Nach schier unendlich langen Tagen des Wartens, Hoffens, Bangens: Dieser Satz aus berufenem Munde dürfte sich für ter Stegen in etwa so wie eine Art Erlösung anfühlen.
Leichter Anflug von Kritik
Denn: Immer stand ihm - vor allem wenn es bei den großen Turnieren ernst wurde, dieser eine Berufskollege im Weg. Manuel Neuer war ter Stegens Schicksal. Auch noch vor dieser Heim-EM, als viele dachten, nun könnte tatsächlich die Zeit des gebürtigen Mönchengladbachers gekommen sein.
Aber: Die Geschichte ist bekannt, wieder einmal stand Neuer zwischen den deutschen Pfosten. "Es war schon ein Schlag ins Gesicht für mich.

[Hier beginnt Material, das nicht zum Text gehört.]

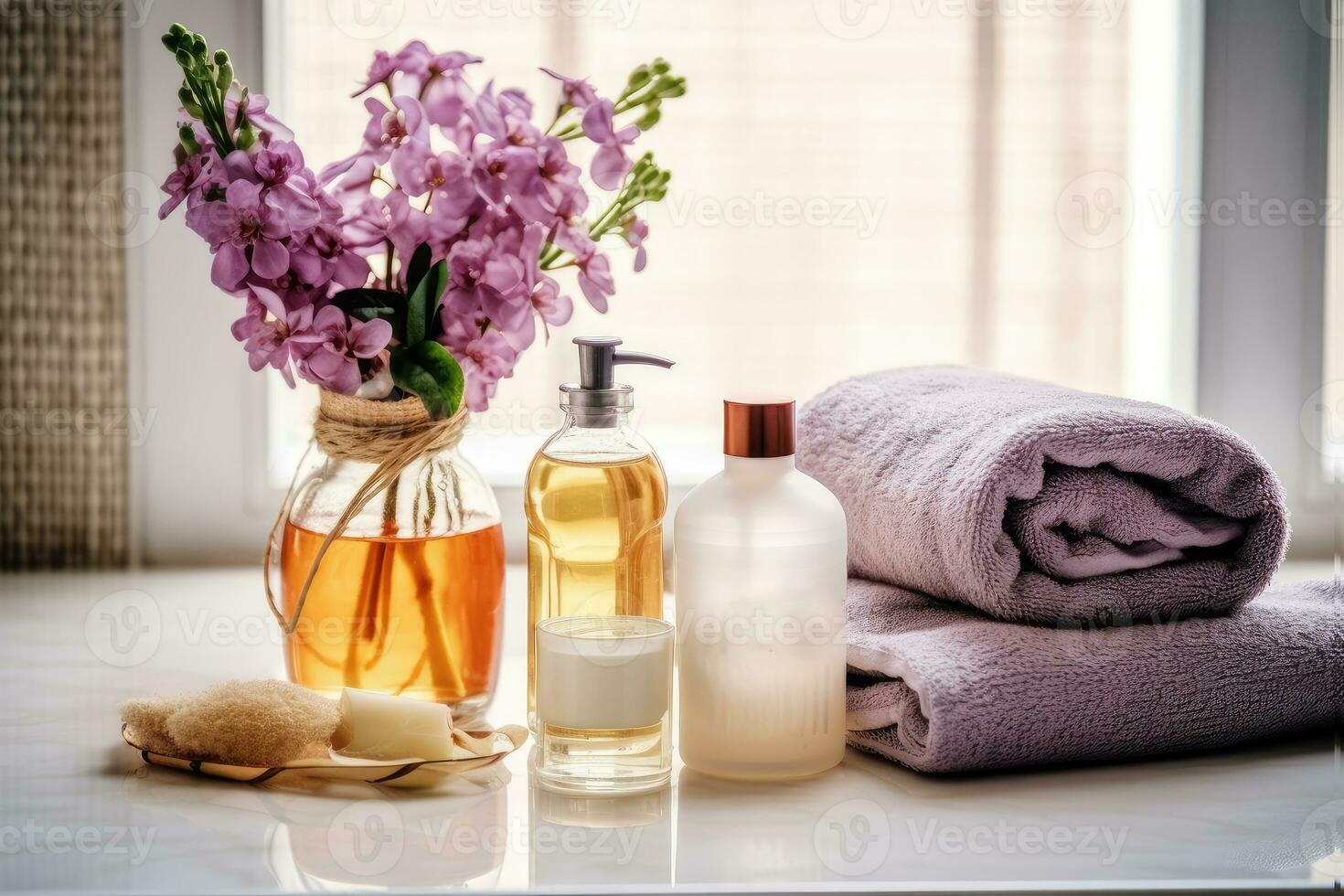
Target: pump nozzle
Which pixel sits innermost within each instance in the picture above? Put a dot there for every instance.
(597, 397)
(598, 359)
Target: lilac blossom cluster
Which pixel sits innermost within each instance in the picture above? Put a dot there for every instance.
(445, 226)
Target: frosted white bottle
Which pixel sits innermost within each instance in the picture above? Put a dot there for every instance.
(760, 581)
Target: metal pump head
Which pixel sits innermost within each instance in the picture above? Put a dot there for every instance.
(597, 397)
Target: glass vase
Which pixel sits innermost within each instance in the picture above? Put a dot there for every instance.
(408, 598)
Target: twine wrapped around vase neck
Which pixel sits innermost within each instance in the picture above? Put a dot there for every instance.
(357, 429)
(391, 434)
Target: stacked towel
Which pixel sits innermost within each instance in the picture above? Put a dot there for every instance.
(1081, 538)
(940, 687)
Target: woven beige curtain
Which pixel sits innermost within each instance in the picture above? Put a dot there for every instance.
(63, 432)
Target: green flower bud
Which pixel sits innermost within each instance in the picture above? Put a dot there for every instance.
(188, 102)
(669, 86)
(651, 117)
(638, 78)
(188, 140)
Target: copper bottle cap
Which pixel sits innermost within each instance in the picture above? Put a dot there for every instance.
(760, 427)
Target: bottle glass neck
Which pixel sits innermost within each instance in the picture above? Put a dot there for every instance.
(758, 466)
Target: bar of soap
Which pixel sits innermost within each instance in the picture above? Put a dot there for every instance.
(379, 726)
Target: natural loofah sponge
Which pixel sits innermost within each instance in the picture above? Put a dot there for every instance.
(148, 721)
(243, 723)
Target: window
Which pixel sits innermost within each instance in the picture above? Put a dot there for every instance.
(930, 183)
(1329, 427)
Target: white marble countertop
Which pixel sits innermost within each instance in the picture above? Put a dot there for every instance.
(78, 810)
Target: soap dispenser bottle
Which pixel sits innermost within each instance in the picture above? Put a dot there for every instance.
(760, 554)
(594, 500)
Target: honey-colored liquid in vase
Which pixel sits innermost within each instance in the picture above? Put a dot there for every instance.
(594, 543)
(414, 617)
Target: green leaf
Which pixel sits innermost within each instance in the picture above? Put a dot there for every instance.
(375, 304)
(422, 304)
(429, 371)
(418, 268)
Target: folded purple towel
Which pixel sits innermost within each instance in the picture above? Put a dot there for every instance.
(1038, 503)
(940, 687)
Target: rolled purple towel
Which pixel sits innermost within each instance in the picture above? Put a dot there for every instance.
(944, 688)
(1038, 503)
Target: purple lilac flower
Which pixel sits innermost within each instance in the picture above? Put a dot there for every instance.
(484, 357)
(243, 232)
(635, 232)
(258, 114)
(266, 329)
(286, 240)
(609, 163)
(574, 91)
(594, 269)
(328, 352)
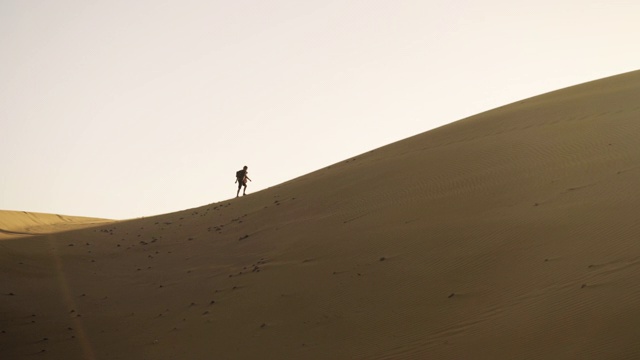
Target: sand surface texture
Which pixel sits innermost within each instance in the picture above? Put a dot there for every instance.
(21, 223)
(512, 234)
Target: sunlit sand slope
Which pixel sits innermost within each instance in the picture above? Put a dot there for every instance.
(21, 223)
(512, 234)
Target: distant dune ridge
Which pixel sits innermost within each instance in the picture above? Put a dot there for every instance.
(512, 234)
(21, 223)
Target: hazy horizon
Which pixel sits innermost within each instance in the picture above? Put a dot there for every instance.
(122, 110)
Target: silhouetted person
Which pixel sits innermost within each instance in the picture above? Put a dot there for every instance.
(241, 179)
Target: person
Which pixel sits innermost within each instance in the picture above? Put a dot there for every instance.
(241, 179)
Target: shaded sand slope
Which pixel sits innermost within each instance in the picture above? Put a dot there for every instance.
(21, 223)
(512, 234)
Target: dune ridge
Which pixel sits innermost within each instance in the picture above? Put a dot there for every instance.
(23, 223)
(511, 234)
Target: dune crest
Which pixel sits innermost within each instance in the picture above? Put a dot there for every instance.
(512, 234)
(22, 223)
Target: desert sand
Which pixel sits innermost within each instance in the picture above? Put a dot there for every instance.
(21, 223)
(512, 234)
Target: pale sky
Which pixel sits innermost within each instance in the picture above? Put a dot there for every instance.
(128, 108)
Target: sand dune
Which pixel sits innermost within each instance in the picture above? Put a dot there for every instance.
(512, 234)
(22, 223)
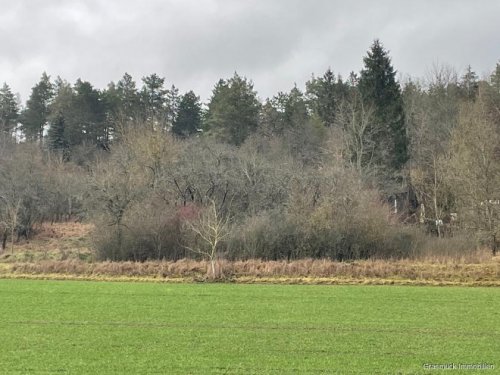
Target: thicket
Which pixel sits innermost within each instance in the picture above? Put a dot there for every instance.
(311, 174)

Der Tag nach der Entscheidung ist schon so, dass du etwas zusammensackst", sagte ter Stegen im Vorfeld und mit Anflug leiser Kritik und Enttäuschung. "Ich als Spieler muss das respektieren, auch wenn ich vielleicht nicht einer Meinung bin. Es ist nicht meine Art, ein großes Ding draus zu machen."

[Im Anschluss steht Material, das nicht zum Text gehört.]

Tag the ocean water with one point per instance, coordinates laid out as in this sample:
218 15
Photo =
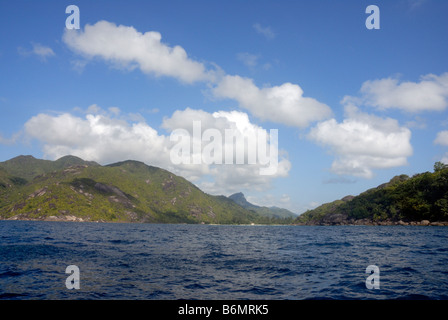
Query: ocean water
209 262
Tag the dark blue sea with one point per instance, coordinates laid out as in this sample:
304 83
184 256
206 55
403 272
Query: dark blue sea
210 262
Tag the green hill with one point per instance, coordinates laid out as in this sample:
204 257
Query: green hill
403 200
130 191
268 212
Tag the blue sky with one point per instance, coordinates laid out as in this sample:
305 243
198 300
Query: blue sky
353 107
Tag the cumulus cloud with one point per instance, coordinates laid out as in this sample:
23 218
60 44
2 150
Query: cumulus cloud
108 136
363 142
282 104
442 139
125 47
429 94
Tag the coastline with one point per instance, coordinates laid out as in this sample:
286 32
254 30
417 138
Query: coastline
361 222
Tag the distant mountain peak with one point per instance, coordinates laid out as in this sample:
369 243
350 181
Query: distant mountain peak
272 211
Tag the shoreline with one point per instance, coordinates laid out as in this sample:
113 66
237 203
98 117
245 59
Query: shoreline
363 222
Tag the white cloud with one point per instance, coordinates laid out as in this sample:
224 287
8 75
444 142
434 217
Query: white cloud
43 52
109 136
282 104
265 31
442 138
125 47
430 94
363 142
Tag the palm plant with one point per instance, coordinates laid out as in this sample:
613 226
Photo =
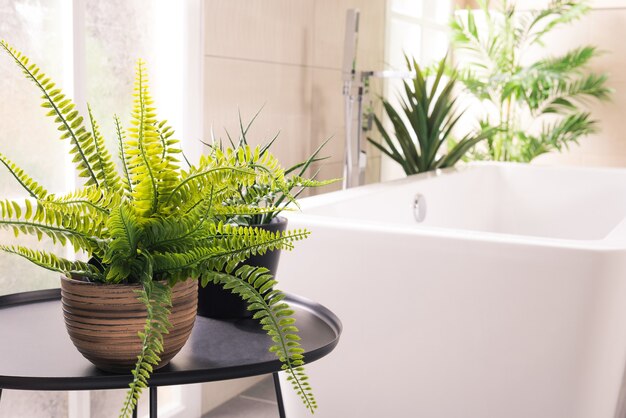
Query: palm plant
537 105
425 122
154 223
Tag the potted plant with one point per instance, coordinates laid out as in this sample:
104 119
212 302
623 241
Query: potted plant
270 195
149 230
424 123
539 105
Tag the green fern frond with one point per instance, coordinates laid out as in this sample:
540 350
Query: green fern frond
145 147
52 262
157 298
152 221
69 122
122 253
101 161
31 186
255 286
225 247
123 155
58 227
168 176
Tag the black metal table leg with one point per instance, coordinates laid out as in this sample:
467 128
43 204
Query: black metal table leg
279 396
153 402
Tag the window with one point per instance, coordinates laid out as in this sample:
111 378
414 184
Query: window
89 47
418 28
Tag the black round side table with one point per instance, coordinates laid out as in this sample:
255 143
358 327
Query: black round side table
36 352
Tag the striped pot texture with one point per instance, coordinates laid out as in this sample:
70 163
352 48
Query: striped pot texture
103 321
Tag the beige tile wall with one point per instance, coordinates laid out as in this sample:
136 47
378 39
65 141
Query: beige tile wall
605 27
286 56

Es habe immer wieder "enge Entscheidungen" gegeben, "die dann meistens in die Richtung von Manuel Neuer gingen", sagte ter Stegen zwei Tage vor seinem Spiel als neue Nummer eins in Düsseldorf gegen Ungarn. Sein Anspruch aber sei stets gewesen, "die Nummer eins zu sein, was mir ein Jahrzehnt lang leider Gottes nicht gelungen ist".
Haarsträubende Fehler in frühen Jahren
Es ist nicht so, als hätte ter Stegen noch keine Erfahrungen im Nationalteam sammeln können. In 40 Spielen hatte er schon den Adler auf der Brust. Sein erstes Spiel bestritt ter Stegen im Mai 2012 gegen die Schweiz (3:5).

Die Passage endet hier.